Single threading significantly limits additional scalability although it meets our daily processing needs for millions of customer records. It grabs one CPU and takes it to 100% and keeps it there. My hope is the vendor will improve this bit over time as they have so much of the tool over the past 5 years.
Attempts to combine completely differently matching methods causes a significant performance slow down on large volumes. This required us to run 2 different matches which is fine but just little inconvenient if you are both B2C and B2B like us. For example we match orgs and individuals separately and then re-combine them for survivorship.
Also, combining survivorship and matching in the same data flow did not scale well. I had to do 2 different runs - one for matching and then another for survivorship to make it perform to our requirements.
Good - they were responsive and provide emails when new versions are available but documentation on new versions and understanding version history is sparse. They even provided direct access to their developer but this turned out to not be needed.
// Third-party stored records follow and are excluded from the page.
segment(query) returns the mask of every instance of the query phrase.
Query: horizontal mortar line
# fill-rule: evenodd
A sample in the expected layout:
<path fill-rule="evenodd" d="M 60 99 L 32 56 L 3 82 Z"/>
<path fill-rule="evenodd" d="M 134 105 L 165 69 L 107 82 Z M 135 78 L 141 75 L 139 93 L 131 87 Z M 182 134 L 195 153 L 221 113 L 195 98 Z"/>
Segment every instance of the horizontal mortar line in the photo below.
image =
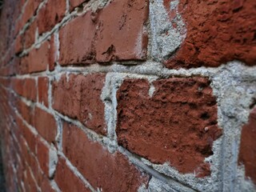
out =
<path fill-rule="evenodd" d="M 100 67 L 98 67 L 100 66 Z M 85 66 L 85 67 L 62 67 L 58 70 L 53 71 L 42 71 L 38 73 L 31 73 L 26 74 L 14 74 L 14 75 L 7 75 L 7 76 L 0 76 L 1 78 L 26 78 L 26 77 L 40 77 L 40 76 L 55 76 L 59 75 L 60 74 L 65 73 L 80 73 L 80 74 L 89 74 L 89 73 L 120 73 L 120 74 L 146 74 L 146 75 L 155 75 L 160 76 L 162 75 L 183 75 L 183 76 L 190 76 L 190 75 L 199 75 L 200 73 L 204 73 L 203 76 L 206 76 L 205 74 L 206 73 L 217 73 L 219 68 L 193 68 L 193 69 L 180 69 L 180 70 L 170 70 L 166 68 L 160 68 L 158 67 L 157 72 L 153 72 L 154 70 L 149 70 L 147 71 L 140 71 L 142 70 L 139 67 L 143 67 L 146 66 L 136 66 L 133 67 L 130 67 L 130 69 L 123 69 L 127 67 L 126 66 L 122 66 L 118 64 L 118 66 Z M 94 69 L 96 68 L 96 69 Z M 164 70 L 166 71 L 159 71 Z M 201 71 L 200 71 L 201 70 Z M 159 71 L 159 72 L 158 72 Z"/>
<path fill-rule="evenodd" d="M 2 86 L 2 85 L 0 85 Z M 6 89 L 6 88 L 5 88 Z M 46 106 L 44 106 L 43 105 L 39 104 L 38 102 L 33 102 L 32 101 L 27 100 L 26 98 L 17 94 L 17 93 L 15 93 L 15 91 L 14 91 L 13 90 L 10 90 L 10 89 L 6 89 L 8 91 L 10 91 L 12 94 L 14 94 L 16 97 L 19 98 L 22 102 L 25 102 L 26 105 L 27 106 L 37 106 L 39 109 L 54 115 L 54 116 L 57 116 L 59 117 L 60 118 L 71 122 L 74 125 L 77 126 L 79 129 L 81 129 L 82 130 L 83 130 L 83 132 L 86 134 L 86 136 L 92 141 L 97 141 L 98 142 L 100 142 L 103 146 L 108 148 L 110 146 L 106 145 L 104 142 L 102 142 L 103 139 L 106 139 L 107 141 L 112 141 L 110 138 L 104 136 L 104 135 L 98 135 L 96 132 L 94 132 L 94 130 L 86 127 L 84 125 L 82 124 L 82 122 L 78 120 L 74 120 L 70 118 L 69 118 L 68 116 L 65 116 L 62 114 L 60 114 L 59 112 L 54 110 L 50 110 L 49 108 L 46 108 Z M 18 110 L 17 110 L 17 108 L 15 106 L 12 106 L 13 108 L 14 108 L 17 110 L 18 114 L 20 115 L 20 118 L 24 120 L 24 122 L 26 122 L 26 126 L 29 126 L 30 128 L 31 128 L 31 131 L 33 130 L 33 133 L 36 133 L 38 135 L 40 135 L 42 137 L 42 135 L 38 132 L 38 130 L 33 127 L 31 125 L 30 125 L 24 118 L 23 117 L 19 114 Z M 55 119 L 56 120 L 56 119 Z M 56 121 L 57 122 L 57 121 Z M 57 124 L 57 123 L 56 123 Z M 50 147 L 50 146 L 49 145 L 48 142 L 46 141 L 43 138 L 43 141 L 46 142 L 45 144 L 47 145 L 47 146 Z"/>
<path fill-rule="evenodd" d="M 118 148 L 119 148 L 118 150 L 122 154 L 125 154 L 130 159 L 130 162 L 132 162 L 134 164 L 135 164 L 138 167 L 142 168 L 145 171 L 150 174 L 153 177 L 159 179 L 160 181 L 162 181 L 166 184 L 168 184 L 168 183 L 172 184 L 171 182 L 174 182 L 174 184 L 181 185 L 181 186 L 182 186 L 182 187 L 185 187 L 186 190 L 189 190 L 186 191 L 198 191 L 196 189 L 193 188 L 193 186 L 191 186 L 186 183 L 182 182 L 182 181 L 179 181 L 177 178 L 172 178 L 171 176 L 168 176 L 168 175 L 166 175 L 162 173 L 160 173 L 158 170 L 154 170 L 153 167 L 150 167 L 150 166 L 145 164 L 140 159 L 141 157 L 139 155 L 130 152 L 128 150 L 126 150 L 126 148 L 124 148 L 122 146 L 119 146 Z M 173 187 L 173 185 L 171 185 L 171 186 Z"/>
<path fill-rule="evenodd" d="M 96 4 L 97 8 L 100 7 L 100 4 L 97 5 L 98 3 L 100 3 L 100 1 L 94 1 L 93 2 L 92 2 L 93 1 L 90 1 L 88 2 L 88 4 L 86 4 L 86 6 L 83 7 L 83 10 L 81 13 L 78 13 L 77 9 L 74 9 L 71 13 L 68 13 L 68 14 L 65 15 L 65 17 L 62 18 L 62 20 L 61 22 L 59 22 L 58 23 L 57 23 L 52 28 L 51 30 L 44 32 L 42 35 L 38 36 L 38 39 L 36 39 L 36 41 L 34 42 L 33 45 L 30 46 L 30 47 L 23 50 L 22 51 L 22 53 L 20 53 L 18 55 L 20 57 L 22 57 L 22 56 L 24 56 L 24 55 L 27 54 L 28 53 L 30 53 L 31 51 L 31 50 L 33 50 L 34 47 L 38 47 L 38 46 L 42 44 L 44 42 L 46 42 L 48 39 L 48 38 L 50 37 L 50 35 L 52 34 L 54 34 L 56 31 L 58 32 L 60 28 L 62 28 L 63 26 L 65 26 L 66 23 L 68 23 L 70 21 L 71 21 L 72 18 L 74 18 L 75 17 L 78 17 L 82 14 L 86 14 L 87 12 L 89 12 L 92 9 L 92 7 L 94 6 L 94 4 Z M 108 2 L 109 1 L 107 1 L 107 2 Z M 44 2 L 42 2 L 42 3 L 44 3 Z M 37 11 L 37 14 L 35 16 L 34 16 L 34 18 L 36 18 L 38 17 L 38 10 Z M 32 23 L 32 22 L 31 22 L 31 23 Z M 26 29 L 24 30 L 26 30 Z M 20 32 L 20 34 L 22 34 L 22 33 Z"/>
<path fill-rule="evenodd" d="M 79 172 L 77 167 L 73 166 L 71 162 L 68 159 L 68 158 L 66 157 L 66 155 L 62 152 L 58 151 L 58 154 L 65 159 L 66 164 L 67 165 L 69 169 L 74 174 L 75 176 L 77 176 L 78 178 L 82 180 L 82 182 L 85 184 L 86 187 L 89 187 L 90 190 L 93 192 L 97 192 L 97 190 L 94 190 L 94 188 L 91 186 L 89 181 Z"/>
<path fill-rule="evenodd" d="M 46 107 L 42 107 L 42 106 L 40 106 L 40 105 L 37 105 L 38 103 L 36 102 L 32 102 L 31 101 L 29 101 L 29 100 L 26 100 L 26 98 L 23 98 L 22 96 L 20 96 L 20 98 L 22 98 L 22 100 L 25 100 L 27 102 L 30 102 L 30 103 L 33 103 L 34 105 L 37 106 L 38 107 L 41 108 L 42 110 L 54 115 L 54 114 L 52 114 L 52 111 L 50 110 L 48 108 L 46 108 Z M 26 103 L 27 104 L 27 103 Z M 101 143 L 102 146 L 106 147 L 108 149 L 109 146 L 110 146 L 110 145 L 107 145 L 104 142 L 102 142 L 102 138 L 105 138 L 106 140 L 109 140 L 109 141 L 111 141 L 110 138 L 109 138 L 108 137 L 106 137 L 106 136 L 99 136 L 97 133 L 95 133 L 94 131 L 91 130 L 89 128 L 86 128 L 86 126 L 84 126 L 81 122 L 78 121 L 78 120 L 74 120 L 67 116 L 64 116 L 62 115 L 62 114 L 58 113 L 58 111 L 56 110 L 54 110 L 54 113 L 55 113 L 55 114 L 57 114 L 57 116 L 58 116 L 59 118 L 61 118 L 62 119 L 66 121 L 66 122 L 71 122 L 73 123 L 74 125 L 77 126 L 79 129 L 81 129 L 82 130 L 83 130 L 83 132 L 86 134 L 86 136 L 92 141 L 97 141 L 98 142 Z M 26 122 L 26 124 L 27 124 L 28 126 L 31 127 L 31 129 L 35 129 L 34 127 L 32 127 L 30 124 L 28 124 L 26 120 L 23 119 L 22 117 L 21 117 L 22 118 L 22 120 Z M 37 132 L 37 130 L 35 130 L 35 131 Z M 40 135 L 38 133 L 38 135 Z M 41 136 L 41 135 L 40 135 Z M 42 137 L 42 136 L 41 136 Z M 43 140 L 45 140 L 43 138 Z M 49 146 L 48 142 L 46 141 L 45 141 L 47 144 L 47 146 Z M 50 146 L 49 146 L 50 147 Z M 118 147 L 122 147 L 121 146 L 118 146 L 117 145 L 117 148 Z M 60 152 L 59 150 L 57 150 L 58 152 Z M 127 153 L 128 150 L 126 150 L 126 153 Z M 129 152 L 130 153 L 130 152 Z M 127 154 L 126 154 L 127 155 Z M 133 154 L 134 155 L 134 154 Z M 137 160 L 138 160 L 137 158 Z M 157 170 L 155 170 L 154 168 L 151 168 L 151 167 L 149 167 L 147 165 L 146 165 L 145 163 L 143 163 L 142 162 L 140 161 L 140 163 L 138 163 L 137 166 L 138 166 L 139 167 L 141 167 L 142 169 L 145 170 L 146 172 L 149 172 L 150 174 L 152 174 L 153 176 L 154 176 L 155 178 L 160 179 L 161 181 L 164 182 L 170 182 L 170 181 L 173 181 L 173 182 L 175 182 L 177 183 L 179 183 L 179 181 L 177 181 L 175 180 L 174 178 L 170 177 L 170 176 L 166 176 L 163 174 L 161 174 L 159 172 L 158 172 Z M 186 184 L 184 183 L 180 183 L 181 185 L 184 186 L 184 187 L 190 187 L 189 186 L 186 186 Z M 193 189 L 194 191 L 196 191 L 194 189 Z"/>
Excellent, they were quick to respond (if within their office hours) and allowed me to contact one of their developers directly regarding more complex questions. They regularly release new versions and have greatly improved the product over the past few years.
I have used Datamentors Database as well as SAS Dataflux . We also tried Oracle's Fusion product until it failed miserably so we rejected it. Melissa data tool is light-years ahead of Datamentors, far easier to use than either of those tools and the price cannot be compared as the other tools are very expensive, esp Dataflux and Oracle. The Oracle tool (which is actually supposed to be full CDI product) actually failed just trying to do basic matching and didn't do attribute level survivorship and the cost was beyond prohibitive. My current shop previously custom coded simple matching and a match key to get them by with inexpensive solution. This replaces the custom solution, does it in a WAY more sophisticated way than you could do on your own, is faster than the custom solution and the custom solution was only matching, not survivorship so this is a big step forward for the organization. Consider also this runs on your ETL server whereas most DQ matching solutions require separate server.
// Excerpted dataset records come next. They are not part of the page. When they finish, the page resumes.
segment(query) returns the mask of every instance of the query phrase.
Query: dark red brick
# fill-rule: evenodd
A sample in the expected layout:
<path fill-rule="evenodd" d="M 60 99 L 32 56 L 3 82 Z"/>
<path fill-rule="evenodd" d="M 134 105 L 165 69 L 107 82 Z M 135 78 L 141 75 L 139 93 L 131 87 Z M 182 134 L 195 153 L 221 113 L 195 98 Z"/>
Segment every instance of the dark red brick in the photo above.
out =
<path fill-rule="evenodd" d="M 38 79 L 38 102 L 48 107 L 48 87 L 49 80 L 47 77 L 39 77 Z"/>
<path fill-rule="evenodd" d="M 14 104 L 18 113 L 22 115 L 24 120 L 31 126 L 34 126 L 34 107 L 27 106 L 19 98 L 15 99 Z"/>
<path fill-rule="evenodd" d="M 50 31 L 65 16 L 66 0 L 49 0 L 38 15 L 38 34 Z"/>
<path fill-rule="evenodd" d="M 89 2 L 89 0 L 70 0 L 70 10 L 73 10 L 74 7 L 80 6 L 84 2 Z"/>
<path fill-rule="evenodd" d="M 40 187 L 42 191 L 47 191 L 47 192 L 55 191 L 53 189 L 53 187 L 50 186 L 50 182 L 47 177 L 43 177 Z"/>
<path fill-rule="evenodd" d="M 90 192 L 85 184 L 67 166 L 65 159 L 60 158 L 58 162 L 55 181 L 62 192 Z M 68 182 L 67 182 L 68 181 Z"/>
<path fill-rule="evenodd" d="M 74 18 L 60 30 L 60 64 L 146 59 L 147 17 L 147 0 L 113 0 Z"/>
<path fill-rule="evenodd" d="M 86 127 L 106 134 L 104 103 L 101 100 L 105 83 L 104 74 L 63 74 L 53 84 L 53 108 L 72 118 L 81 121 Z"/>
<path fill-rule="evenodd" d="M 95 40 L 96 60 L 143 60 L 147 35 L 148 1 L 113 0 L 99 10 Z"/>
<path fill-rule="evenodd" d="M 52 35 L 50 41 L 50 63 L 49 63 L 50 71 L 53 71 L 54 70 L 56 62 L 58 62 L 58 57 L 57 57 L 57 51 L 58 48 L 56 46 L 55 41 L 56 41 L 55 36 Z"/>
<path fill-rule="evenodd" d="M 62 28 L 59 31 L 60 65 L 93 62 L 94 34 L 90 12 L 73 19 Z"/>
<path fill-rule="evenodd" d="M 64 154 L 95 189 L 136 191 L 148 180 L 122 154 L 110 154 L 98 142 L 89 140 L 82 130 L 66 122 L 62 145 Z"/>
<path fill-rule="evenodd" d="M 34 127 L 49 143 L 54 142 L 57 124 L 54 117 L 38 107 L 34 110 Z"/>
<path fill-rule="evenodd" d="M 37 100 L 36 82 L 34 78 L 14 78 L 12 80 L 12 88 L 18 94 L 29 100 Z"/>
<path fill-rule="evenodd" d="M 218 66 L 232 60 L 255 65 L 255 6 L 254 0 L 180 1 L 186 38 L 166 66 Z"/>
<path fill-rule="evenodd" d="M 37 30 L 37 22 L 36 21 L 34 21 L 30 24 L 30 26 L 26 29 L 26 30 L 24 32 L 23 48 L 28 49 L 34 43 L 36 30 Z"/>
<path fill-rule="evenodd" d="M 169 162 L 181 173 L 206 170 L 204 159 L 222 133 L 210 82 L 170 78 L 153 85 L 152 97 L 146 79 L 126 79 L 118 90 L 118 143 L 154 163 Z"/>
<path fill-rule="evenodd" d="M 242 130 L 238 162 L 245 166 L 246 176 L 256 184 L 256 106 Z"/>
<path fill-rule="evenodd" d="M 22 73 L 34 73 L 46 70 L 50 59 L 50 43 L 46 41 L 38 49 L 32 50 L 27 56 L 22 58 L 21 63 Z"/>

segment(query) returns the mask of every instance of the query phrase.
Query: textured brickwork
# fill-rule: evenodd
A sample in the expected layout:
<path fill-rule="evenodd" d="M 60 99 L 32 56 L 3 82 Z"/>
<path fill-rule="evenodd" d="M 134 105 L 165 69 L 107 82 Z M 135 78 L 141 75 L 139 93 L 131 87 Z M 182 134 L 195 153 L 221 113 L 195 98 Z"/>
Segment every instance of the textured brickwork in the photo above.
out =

Initial setup on the first install was VERY easy. Propagating the matching rules to the next server was easy IF you know which file to copy which isn't well documented. The tool is extremely easy to use when you know just a few little things which aren't documented.
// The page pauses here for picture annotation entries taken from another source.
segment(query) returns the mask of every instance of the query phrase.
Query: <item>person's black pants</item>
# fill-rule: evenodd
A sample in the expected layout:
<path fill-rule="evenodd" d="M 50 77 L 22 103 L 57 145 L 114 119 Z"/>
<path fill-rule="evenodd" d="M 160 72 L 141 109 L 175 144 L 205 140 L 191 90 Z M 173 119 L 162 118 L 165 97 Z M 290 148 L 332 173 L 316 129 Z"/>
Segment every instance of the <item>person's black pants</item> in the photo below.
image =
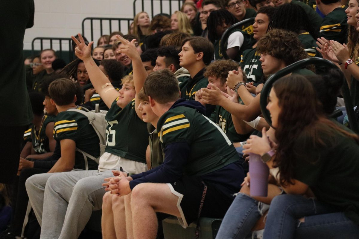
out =
<path fill-rule="evenodd" d="M 15 236 L 21 236 L 24 220 L 25 217 L 28 216 L 26 215 L 29 201 L 29 197 L 25 185 L 26 180 L 34 175 L 47 173 L 48 171 L 48 169 L 43 168 L 23 169 L 18 177 L 18 183 L 14 185 L 11 230 Z"/>
<path fill-rule="evenodd" d="M 0 125 L 0 183 L 15 181 L 19 168 L 20 150 L 26 126 Z"/>

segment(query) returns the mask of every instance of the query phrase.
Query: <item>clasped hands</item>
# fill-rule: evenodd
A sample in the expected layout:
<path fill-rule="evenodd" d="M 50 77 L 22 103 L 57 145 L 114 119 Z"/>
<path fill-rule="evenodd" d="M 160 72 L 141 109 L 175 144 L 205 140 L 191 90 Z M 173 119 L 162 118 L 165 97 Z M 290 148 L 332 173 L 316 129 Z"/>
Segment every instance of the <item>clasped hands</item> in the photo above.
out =
<path fill-rule="evenodd" d="M 106 187 L 105 191 L 109 191 L 111 193 L 117 196 L 123 196 L 131 192 L 130 187 L 130 181 L 132 180 L 131 177 L 127 177 L 127 174 L 118 170 L 112 170 L 113 176 L 104 180 L 106 182 L 102 183 Z"/>

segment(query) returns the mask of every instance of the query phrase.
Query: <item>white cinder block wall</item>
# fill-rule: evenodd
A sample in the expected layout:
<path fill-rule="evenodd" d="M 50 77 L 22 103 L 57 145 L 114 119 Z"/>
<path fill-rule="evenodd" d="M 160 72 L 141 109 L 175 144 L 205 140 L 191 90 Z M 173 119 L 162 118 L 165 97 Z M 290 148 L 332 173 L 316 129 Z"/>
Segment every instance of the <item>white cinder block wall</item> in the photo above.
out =
<path fill-rule="evenodd" d="M 163 12 L 169 13 L 169 4 L 171 2 L 172 11 L 178 10 L 178 0 L 163 0 Z M 35 18 L 34 26 L 26 30 L 24 39 L 24 49 L 31 49 L 31 42 L 35 37 L 70 37 L 71 35 L 82 32 L 82 20 L 86 17 L 123 18 L 133 18 L 133 0 L 34 0 Z M 150 0 L 144 0 L 145 10 L 151 17 Z M 160 1 L 154 1 L 154 15 L 160 12 Z M 136 12 L 141 11 L 141 0 L 136 1 Z M 95 46 L 99 37 L 100 24 L 94 21 L 94 41 Z M 103 34 L 108 34 L 108 22 L 104 21 Z M 123 22 L 121 32 L 127 33 L 127 23 Z M 89 40 L 91 38 L 90 21 L 85 24 L 85 35 Z M 112 30 L 118 30 L 117 22 L 112 23 Z M 40 49 L 39 41 L 34 43 L 35 49 Z M 50 43 L 44 42 L 44 48 L 49 48 Z M 67 43 L 62 43 L 63 49 L 68 49 Z M 59 48 L 55 42 L 52 48 Z"/>

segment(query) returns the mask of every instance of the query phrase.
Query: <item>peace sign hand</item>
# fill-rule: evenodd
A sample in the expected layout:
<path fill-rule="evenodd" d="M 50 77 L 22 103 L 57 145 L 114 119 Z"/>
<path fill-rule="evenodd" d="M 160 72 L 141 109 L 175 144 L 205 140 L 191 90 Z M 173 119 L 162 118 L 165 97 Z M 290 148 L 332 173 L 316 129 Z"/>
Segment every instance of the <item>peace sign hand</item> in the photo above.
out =
<path fill-rule="evenodd" d="M 89 43 L 88 46 L 86 46 L 81 34 L 79 33 L 78 35 L 80 39 L 79 42 L 75 37 L 71 36 L 71 38 L 77 45 L 75 48 L 75 54 L 79 59 L 84 61 L 85 59 L 91 57 L 91 47 L 93 42 L 91 42 Z"/>
<path fill-rule="evenodd" d="M 137 41 L 137 40 L 133 39 L 130 42 L 119 35 L 116 35 L 116 37 L 117 38 L 117 40 L 122 43 L 118 46 L 118 49 L 116 52 L 123 53 L 132 60 L 136 58 L 140 57 L 140 54 L 137 51 L 136 46 L 135 45 L 135 43 Z"/>

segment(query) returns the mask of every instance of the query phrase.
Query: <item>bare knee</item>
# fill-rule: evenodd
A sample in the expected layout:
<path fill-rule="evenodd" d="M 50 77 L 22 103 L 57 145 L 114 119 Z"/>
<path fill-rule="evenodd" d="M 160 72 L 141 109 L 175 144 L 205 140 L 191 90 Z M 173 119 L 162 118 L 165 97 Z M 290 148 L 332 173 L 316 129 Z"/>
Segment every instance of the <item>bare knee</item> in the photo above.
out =
<path fill-rule="evenodd" d="M 131 205 L 143 204 L 150 201 L 150 192 L 148 189 L 147 187 L 144 186 L 144 184 L 142 183 L 134 187 L 131 192 Z"/>
<path fill-rule="evenodd" d="M 112 209 L 112 196 L 111 192 L 107 192 L 102 197 L 102 210 Z"/>
<path fill-rule="evenodd" d="M 112 207 L 114 211 L 123 210 L 125 209 L 125 196 L 120 197 L 112 195 Z"/>

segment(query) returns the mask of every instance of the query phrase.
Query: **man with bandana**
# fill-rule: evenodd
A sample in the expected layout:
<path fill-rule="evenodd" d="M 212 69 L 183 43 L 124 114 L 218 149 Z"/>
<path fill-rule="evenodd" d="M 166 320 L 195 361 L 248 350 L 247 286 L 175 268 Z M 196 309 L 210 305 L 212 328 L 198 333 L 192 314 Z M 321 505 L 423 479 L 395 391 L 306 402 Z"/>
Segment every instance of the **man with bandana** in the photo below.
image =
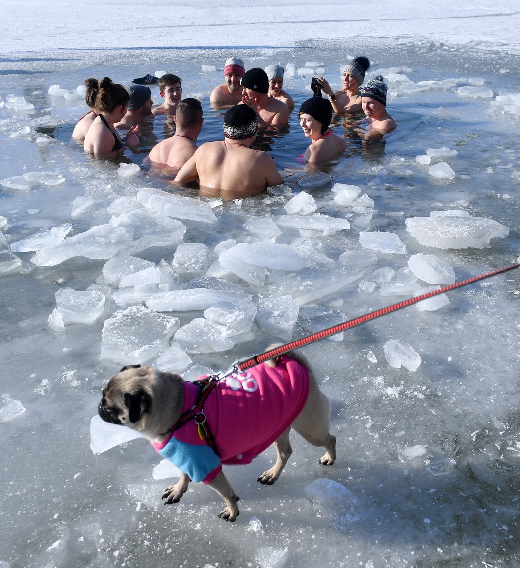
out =
<path fill-rule="evenodd" d="M 199 179 L 205 195 L 236 199 L 255 195 L 283 183 L 271 156 L 249 147 L 258 127 L 257 114 L 246 105 L 232 107 L 224 115 L 224 139 L 206 142 L 195 151 L 175 178 L 177 185 Z"/>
This was in-house implementation. The vendor was very responsive in answering questions making in-hour implementation feasible.
ROI is TBD as this is replacing custom coded solution. ROI will be both in accuracy over current method (which is significant).
Cost and Licensing Advice:
This vendor has no equal in pricing for equivalent functionality. First no one else offers this level of integration with SSIS. Second other vendors with equal functionality all cost many times the cost of this tool. Third, this is one of the "go to" vendors for matching purposes as some master data and data quality tools are actually calling MelissaData Matchup object in the backend but charging you a lot for their pretty GUI to do this for you.
Other Solutions Considered:
Microsoft's DQS which could not scale over 100,000 customer records. DQS actually supports calling MelissaData Matchup to use it's more sophisticated matching but its a moot point if DQS can't handle the volume.
This tool is a dream compared to my previous experience with matching/de-duplication tools. And the pricing is incredible given its functionality. High value and lost cost. If you're an SSIS shop (they support other ETL tools also however) and you need to de-duplicate, household and/or do column-level survivorship then this tool can't be beat.
Disclosure: I am a real user, and this review is based on my own experience and opinions.